The Rise and Fall of the Moman

Moman: A woman who believes she can succeed in competing against men by acting more masculine than men.

I think Hillary Clinton’s victory in New Hampshire is due in large part to one factor: For a brief moment, she stopped being a moman.

Now, I don’t have anything against strong women. I am one. But I also believe that women experience the world differently, and to ignore those differences in service of the idea that a woman has to be more masculine than a man to succeed is a disservice to women. When Hillary allegedly “found her voice,” I would suppose it was more feminine this time around.

Not girly, but feminine.

We all experienced the momen of the ‘80s, with their uptight suits with the padded shoulders and blouses buttoned up to their chins. With their newly minted degrees, they were determined to out-man men to succeed in corporate America – putting off childbearing and demeaning those to whom family and children were important as not committed to women’s equality; working more hours than men, no matter the cost to their family relationships and health; walking and talking like them. Momen dictated to the rest of the female sex what success was going to look like, and oddly enough, it looked just like the flawed American white male paradigm. The quintessential moman is Margaret Thatcher, and I don’t think anyone in American wants a Thatcher clone.

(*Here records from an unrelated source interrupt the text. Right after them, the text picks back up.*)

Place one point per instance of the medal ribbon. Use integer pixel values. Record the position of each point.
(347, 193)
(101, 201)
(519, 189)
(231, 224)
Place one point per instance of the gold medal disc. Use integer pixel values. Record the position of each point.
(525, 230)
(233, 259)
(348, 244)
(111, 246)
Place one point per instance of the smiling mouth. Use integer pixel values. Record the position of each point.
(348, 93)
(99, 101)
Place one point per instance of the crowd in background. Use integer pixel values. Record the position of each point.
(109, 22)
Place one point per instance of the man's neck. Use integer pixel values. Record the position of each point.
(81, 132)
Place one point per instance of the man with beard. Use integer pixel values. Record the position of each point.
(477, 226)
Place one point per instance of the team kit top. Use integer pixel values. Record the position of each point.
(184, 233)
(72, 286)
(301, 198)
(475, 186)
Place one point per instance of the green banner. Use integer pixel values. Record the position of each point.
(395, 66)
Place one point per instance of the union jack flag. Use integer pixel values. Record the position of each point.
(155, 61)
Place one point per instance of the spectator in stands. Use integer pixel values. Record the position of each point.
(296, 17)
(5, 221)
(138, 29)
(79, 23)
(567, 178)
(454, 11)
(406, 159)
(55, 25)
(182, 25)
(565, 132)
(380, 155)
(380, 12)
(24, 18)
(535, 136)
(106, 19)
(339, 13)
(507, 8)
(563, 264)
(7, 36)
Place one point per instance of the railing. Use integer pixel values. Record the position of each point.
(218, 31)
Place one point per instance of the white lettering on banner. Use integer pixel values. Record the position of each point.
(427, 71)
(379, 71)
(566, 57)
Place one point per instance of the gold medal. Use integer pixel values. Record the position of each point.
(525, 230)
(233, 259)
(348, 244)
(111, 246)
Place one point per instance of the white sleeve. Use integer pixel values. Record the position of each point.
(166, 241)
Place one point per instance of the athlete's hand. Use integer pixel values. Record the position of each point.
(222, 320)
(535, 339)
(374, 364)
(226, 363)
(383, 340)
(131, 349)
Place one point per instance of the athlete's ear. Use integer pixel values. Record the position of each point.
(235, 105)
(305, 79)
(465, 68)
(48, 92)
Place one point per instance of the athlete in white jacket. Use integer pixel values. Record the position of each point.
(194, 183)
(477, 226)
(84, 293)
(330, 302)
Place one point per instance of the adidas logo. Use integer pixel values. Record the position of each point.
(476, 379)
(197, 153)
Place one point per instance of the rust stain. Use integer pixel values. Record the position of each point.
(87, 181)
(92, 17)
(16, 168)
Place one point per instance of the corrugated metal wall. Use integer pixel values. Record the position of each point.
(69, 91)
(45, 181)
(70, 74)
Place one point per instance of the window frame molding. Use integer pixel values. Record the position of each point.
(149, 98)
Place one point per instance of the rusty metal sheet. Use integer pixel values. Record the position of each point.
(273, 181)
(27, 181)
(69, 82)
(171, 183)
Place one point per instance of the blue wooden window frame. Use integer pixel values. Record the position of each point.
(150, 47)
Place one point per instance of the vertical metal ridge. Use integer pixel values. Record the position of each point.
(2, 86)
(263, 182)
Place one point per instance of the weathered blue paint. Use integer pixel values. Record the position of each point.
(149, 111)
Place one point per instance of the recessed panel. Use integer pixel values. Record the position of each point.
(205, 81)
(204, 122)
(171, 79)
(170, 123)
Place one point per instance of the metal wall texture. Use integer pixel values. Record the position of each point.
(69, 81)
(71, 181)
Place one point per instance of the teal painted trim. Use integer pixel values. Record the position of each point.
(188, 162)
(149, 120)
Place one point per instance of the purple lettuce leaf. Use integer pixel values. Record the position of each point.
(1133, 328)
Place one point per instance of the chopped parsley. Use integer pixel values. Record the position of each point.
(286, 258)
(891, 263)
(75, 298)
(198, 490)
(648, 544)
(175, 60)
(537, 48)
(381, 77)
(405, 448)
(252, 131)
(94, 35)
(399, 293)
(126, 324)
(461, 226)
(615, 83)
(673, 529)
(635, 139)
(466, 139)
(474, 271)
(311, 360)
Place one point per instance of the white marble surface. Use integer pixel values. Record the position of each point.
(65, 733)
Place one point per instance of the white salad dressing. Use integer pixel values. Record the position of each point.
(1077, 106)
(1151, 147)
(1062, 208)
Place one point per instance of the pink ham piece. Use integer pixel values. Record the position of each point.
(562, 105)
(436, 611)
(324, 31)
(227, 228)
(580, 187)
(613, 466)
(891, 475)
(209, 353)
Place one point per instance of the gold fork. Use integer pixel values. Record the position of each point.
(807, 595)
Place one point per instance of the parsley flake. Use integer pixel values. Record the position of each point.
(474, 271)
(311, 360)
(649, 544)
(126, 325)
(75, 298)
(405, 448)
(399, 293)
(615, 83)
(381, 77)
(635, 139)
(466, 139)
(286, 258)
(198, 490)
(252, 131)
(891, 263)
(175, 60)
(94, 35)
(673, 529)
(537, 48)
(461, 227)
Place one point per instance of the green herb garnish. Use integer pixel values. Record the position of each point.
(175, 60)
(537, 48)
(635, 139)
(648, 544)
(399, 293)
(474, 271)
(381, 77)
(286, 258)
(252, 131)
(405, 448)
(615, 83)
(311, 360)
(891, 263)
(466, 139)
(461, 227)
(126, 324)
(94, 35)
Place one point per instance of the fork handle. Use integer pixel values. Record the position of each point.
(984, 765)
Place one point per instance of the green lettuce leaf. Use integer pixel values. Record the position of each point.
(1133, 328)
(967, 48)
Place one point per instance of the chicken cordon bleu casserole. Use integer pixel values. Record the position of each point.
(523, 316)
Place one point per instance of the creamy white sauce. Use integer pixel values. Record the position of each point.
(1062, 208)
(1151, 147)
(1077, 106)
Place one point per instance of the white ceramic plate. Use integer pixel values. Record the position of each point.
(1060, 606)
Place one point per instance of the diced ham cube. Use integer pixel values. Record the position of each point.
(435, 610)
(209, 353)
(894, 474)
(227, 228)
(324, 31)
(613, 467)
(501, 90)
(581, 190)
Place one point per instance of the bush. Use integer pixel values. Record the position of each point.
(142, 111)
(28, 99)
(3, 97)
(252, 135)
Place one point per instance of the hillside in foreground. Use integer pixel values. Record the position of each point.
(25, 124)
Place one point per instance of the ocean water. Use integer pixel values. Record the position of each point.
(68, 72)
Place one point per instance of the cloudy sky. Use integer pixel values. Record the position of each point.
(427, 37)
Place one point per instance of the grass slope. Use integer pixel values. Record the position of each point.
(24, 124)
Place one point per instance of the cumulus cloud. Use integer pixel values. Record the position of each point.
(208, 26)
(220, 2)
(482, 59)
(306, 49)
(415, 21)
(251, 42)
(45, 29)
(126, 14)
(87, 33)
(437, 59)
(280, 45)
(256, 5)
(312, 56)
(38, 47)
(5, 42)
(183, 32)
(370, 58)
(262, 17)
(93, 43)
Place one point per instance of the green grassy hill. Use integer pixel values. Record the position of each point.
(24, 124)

The '80's momen discovered that, no matter how much they tried to imitate men, they would never be accepted as equals to men. Too bad they didn’t figure this out before their fertility waned. It took until the ‘90’s for momen to wake up and say: I’m going to flip the script. I’m going to succeed on my own terms without playing like a man. I’m going to succeed as a woman, not a woman imitating a man.

The problem with Hillary coming into New Hampshire, IMHO, was that she had morphed into a quintessential moman – talking about the issues in strident, nasal-inflected tones, going negative on Obama and Edwards when she really needed to be more like second-term Bill Clinton, “feeling our pain” in words that didn’t sound stilted and scripted.

Well, I think she broke through her moman shell with her display of emotion. And it resonated. And women flocked back to her. If she’s going to win the nomination, it will be because of 40-70 year-old old-guard feminists who, pardon the expression, have the balls to stand up to the nation and say: We got next. It’s our time. But in order for Hillary to keep these women on her side, she has to campaign like a woman, with the promise that she will govern like a woman. The moman thing just wasn’t working. Hell, if we wanted another guy in the White House, not only is this year’s field of male Democratic candidates interesting enough, but they're eye candy, too. And they don’t have any problem disassociating themselves from the Iraq War because, unlike a moman, they’re not afraid to admit that they were wrong on the issue in the first place.

So, memo to Hillary: Stop with the moman crap. Run like the woman you are. Give voters your vision of why a woman-governed U.S. might be different and better and more inclusive. Then, just then, you might just win this thing.